Bishop Benedict Joseph Flaget, born at Billom in the Diocese of Clermont on November 8, 1763, entered the Seminary of Clermont on November 1, 1783. Admitted into the Society after undergoing the exercises of the Solitude, he filled, before the [French] revolution, various positions in the seminaries of Nantes and Angers. Father Emery sent him to America with Fathers David and Chicoisneau, and he reached Baltimore on March 29, 1792. In that distant land his zeal and his piety were in turn exhibited at the Vincennes trading-post, where he busied himself in the priestly work of a missionary; at Georgetown College; at Havana – obedient, as his superiors set him to work. In 1800 he was assigned to the College of Baltimore [St. Mary’s College] as a professor.
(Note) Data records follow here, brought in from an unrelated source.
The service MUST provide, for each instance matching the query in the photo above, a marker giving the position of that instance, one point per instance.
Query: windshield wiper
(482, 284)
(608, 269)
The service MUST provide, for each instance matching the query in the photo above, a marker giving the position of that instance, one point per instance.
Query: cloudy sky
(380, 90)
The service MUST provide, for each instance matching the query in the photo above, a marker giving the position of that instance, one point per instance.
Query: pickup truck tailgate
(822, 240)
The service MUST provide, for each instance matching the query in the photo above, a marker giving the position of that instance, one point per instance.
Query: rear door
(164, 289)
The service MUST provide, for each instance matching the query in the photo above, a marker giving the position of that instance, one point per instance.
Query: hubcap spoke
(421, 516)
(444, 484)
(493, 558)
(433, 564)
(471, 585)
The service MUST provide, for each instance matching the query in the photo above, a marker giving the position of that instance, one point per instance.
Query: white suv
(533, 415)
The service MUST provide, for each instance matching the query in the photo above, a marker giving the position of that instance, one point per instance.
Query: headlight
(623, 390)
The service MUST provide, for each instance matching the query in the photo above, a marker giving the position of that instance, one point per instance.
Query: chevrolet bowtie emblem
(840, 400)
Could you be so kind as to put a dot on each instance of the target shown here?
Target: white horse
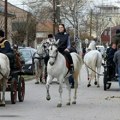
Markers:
(4, 74)
(56, 68)
(93, 62)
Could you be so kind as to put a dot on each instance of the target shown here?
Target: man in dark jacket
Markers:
(73, 47)
(64, 44)
(116, 38)
(116, 59)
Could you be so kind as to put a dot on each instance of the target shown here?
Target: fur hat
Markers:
(1, 33)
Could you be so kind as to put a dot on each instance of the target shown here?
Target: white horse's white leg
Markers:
(49, 79)
(37, 72)
(69, 91)
(3, 88)
(89, 77)
(98, 76)
(76, 78)
(60, 92)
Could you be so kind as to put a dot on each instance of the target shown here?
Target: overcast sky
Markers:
(18, 2)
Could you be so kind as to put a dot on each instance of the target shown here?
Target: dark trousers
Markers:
(11, 57)
(67, 54)
(46, 58)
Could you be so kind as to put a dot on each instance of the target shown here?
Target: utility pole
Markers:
(91, 17)
(54, 17)
(5, 15)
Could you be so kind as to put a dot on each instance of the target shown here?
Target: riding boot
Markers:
(71, 69)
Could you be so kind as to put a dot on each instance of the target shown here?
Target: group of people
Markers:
(64, 46)
(12, 53)
(113, 56)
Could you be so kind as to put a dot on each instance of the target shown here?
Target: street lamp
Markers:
(5, 14)
(53, 17)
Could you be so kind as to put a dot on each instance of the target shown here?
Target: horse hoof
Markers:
(95, 83)
(68, 103)
(48, 98)
(74, 102)
(88, 85)
(98, 86)
(59, 105)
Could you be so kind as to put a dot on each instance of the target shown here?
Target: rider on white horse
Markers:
(64, 44)
(5, 48)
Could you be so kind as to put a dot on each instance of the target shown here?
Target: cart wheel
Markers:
(105, 79)
(21, 89)
(108, 85)
(13, 91)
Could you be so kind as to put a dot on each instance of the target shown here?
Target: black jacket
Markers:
(63, 41)
(5, 47)
(116, 38)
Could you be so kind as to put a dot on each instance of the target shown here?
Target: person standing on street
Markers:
(64, 44)
(116, 59)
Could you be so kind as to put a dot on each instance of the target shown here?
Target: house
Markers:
(43, 29)
(108, 17)
(108, 33)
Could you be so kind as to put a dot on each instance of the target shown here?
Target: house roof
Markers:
(2, 12)
(45, 26)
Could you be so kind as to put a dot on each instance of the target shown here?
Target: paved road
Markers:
(92, 103)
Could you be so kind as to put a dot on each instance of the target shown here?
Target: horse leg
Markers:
(69, 91)
(49, 79)
(76, 77)
(95, 80)
(60, 92)
(36, 71)
(98, 76)
(3, 92)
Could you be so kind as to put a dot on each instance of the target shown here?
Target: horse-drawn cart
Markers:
(16, 86)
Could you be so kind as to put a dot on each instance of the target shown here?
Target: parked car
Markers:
(27, 53)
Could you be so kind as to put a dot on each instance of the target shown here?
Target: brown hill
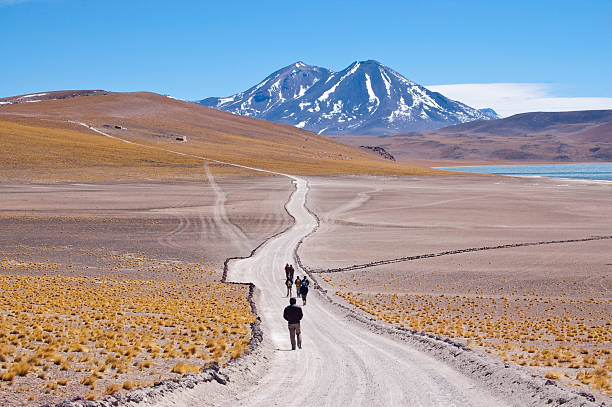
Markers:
(39, 140)
(582, 136)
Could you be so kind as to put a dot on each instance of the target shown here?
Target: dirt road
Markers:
(340, 363)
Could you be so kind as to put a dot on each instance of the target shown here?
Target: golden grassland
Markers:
(43, 151)
(71, 329)
(565, 338)
(39, 144)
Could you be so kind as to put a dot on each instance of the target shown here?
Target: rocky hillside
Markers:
(581, 136)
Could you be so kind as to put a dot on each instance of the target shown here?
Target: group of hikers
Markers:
(293, 313)
(301, 285)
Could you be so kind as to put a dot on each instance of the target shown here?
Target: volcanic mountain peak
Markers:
(366, 97)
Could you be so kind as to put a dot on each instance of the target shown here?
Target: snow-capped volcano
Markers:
(365, 98)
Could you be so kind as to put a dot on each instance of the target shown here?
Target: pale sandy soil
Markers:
(547, 290)
(116, 239)
(180, 220)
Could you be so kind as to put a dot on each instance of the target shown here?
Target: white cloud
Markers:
(512, 98)
(11, 2)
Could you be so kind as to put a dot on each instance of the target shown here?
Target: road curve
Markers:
(341, 363)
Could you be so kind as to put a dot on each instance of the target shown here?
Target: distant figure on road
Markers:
(293, 316)
(289, 271)
(304, 289)
(297, 285)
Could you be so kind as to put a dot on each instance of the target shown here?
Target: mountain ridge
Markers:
(366, 97)
(535, 137)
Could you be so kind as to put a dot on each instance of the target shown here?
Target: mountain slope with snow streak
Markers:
(365, 98)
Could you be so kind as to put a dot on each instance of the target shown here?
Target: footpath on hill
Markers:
(343, 361)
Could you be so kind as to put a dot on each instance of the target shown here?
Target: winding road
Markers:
(341, 362)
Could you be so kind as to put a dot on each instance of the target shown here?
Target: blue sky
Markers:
(196, 49)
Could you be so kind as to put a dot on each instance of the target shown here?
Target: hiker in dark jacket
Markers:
(293, 316)
(297, 285)
(304, 289)
(288, 272)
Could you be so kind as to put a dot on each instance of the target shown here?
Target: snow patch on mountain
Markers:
(365, 98)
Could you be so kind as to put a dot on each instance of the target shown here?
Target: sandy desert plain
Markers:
(112, 265)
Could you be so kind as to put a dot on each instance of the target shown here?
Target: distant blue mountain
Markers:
(365, 98)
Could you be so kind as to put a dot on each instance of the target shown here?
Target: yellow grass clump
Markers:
(104, 330)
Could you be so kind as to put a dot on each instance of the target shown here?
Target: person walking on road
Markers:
(297, 285)
(293, 315)
(289, 284)
(288, 271)
(304, 289)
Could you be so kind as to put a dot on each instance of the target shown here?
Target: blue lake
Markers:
(598, 171)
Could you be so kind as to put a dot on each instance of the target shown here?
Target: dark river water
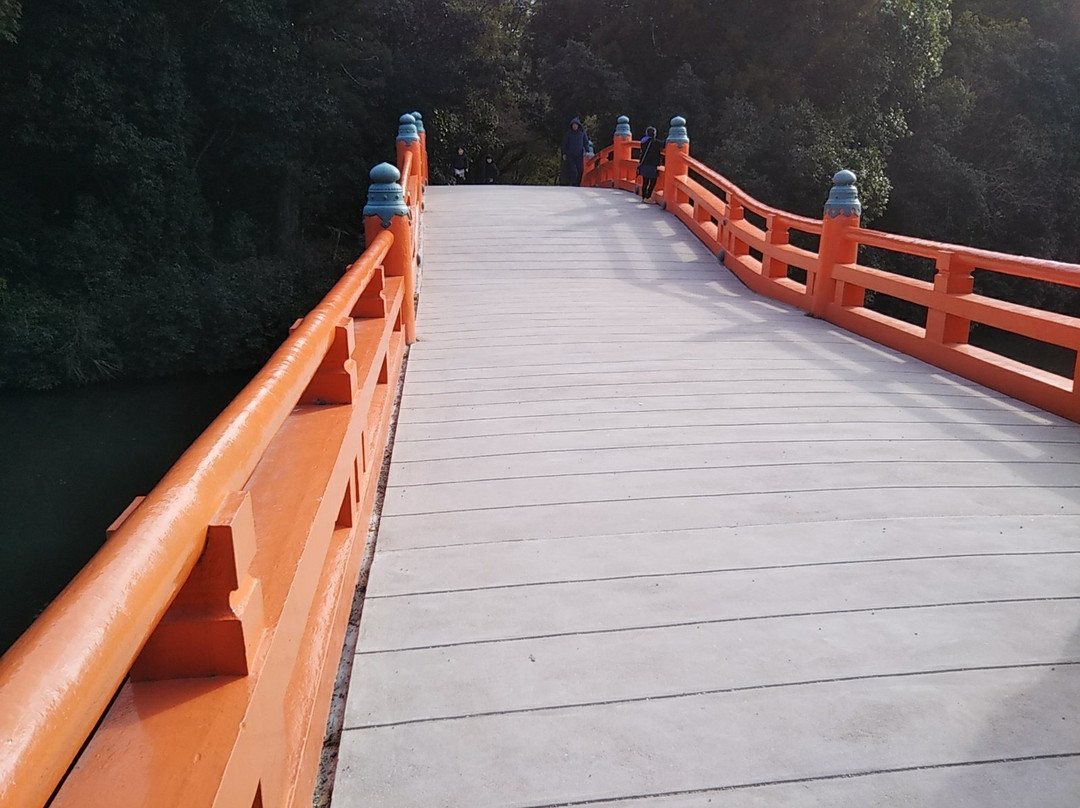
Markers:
(70, 461)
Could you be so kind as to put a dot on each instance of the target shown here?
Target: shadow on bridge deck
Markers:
(651, 539)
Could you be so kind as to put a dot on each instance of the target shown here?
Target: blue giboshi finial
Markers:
(386, 198)
(844, 197)
(676, 133)
(406, 129)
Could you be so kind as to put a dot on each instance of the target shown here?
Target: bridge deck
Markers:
(650, 539)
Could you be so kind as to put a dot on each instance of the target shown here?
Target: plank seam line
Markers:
(720, 445)
(716, 621)
(746, 425)
(720, 570)
(741, 467)
(810, 779)
(740, 526)
(725, 495)
(770, 407)
(718, 691)
(678, 364)
(669, 396)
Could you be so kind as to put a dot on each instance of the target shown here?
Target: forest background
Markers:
(179, 182)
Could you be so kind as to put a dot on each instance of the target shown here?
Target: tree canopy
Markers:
(179, 182)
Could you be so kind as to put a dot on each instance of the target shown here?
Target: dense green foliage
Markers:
(179, 182)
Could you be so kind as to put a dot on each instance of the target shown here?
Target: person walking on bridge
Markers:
(574, 151)
(459, 165)
(488, 171)
(649, 161)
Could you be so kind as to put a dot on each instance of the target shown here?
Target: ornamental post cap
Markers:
(386, 198)
(385, 173)
(844, 196)
(406, 129)
(677, 131)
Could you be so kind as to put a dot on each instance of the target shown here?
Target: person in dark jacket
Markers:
(649, 161)
(459, 165)
(488, 171)
(574, 151)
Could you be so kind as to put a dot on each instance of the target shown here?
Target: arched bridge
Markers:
(650, 534)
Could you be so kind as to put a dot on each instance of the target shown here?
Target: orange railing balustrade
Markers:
(192, 662)
(827, 279)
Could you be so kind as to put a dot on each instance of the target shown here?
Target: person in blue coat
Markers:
(649, 162)
(574, 151)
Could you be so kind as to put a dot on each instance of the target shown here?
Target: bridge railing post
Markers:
(676, 150)
(424, 175)
(214, 624)
(623, 176)
(954, 277)
(409, 159)
(386, 210)
(841, 215)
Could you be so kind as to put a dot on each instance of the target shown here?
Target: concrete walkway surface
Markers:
(652, 540)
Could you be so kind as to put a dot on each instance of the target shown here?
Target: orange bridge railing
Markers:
(192, 661)
(825, 274)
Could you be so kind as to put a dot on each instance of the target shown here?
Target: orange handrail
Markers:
(189, 562)
(753, 240)
(61, 674)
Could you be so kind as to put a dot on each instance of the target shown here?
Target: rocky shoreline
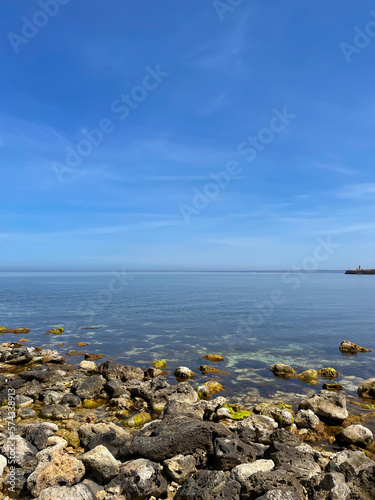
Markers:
(104, 431)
He was so engaged when, in 1809, Bishop Carroll, first ordinary of Baltimore, recommended him to the Holy See for a bishopric. Pope Pius VII of holy memory called him to institute and administer the huge Diocese of Bardstown, which included at that time almost all the distant outposts of the United States of America. On the unanticipated news of his promotion, Father Flaget, distraught, returned in a hurry to France with the intention of avoiding the burden which was looming over him; once in France, he came to throw himself into the arms of Father Emery as if to hide there. Father Emery ordered him to obey the head of the Church and to go to administer his diocese, promising him that he would retain all rights to the benefits of the Society. He returned to the United States and was consecrated at Baltimore by Archbishop Carroll on November 4, 1810. The interests of his diocese induced him to travel to Europe in 1837. We had the happiness of seeing him, and we shall never forget the impressive example of humility and simplicity which he gave us. The French bishops gave him the highest and most cordial welcome. He was the recipient of the most touching evidence of the good-will and confidence of the Sovereign Pontiff. Everywhere in his travels he left behind edifying memories.
After his affairs had been attended to, he was in a hurry, as he said, to go to finish his life and labors in the midst of his flock. Scarcely had he learned that I had been named Superior General than he wrote me to remind me of the promise that Father Emery had made him of remaining always as a child of the Society. The annals of the American Church will chronicle the works, the foundations, the success, the virtues of this bishop – a bishop truly great before God and before men for the forty years of his apostolic missionary activity. What is more important to us, Very dear Father, is that sanctify ourselves through his example, filling ourselves more and more with the spirit of our holy rule in which he persevered to the end. A Trappist monk whom I had asked to convey to him my sentiments wrote me last January 10th that as soon as he had proferred from me a picture of our Chapel of Loretto, he bathed it with his tears, proclaiming his unwavering and filial devotion towards the Society. Bishop Flaget died on February 11th of this year.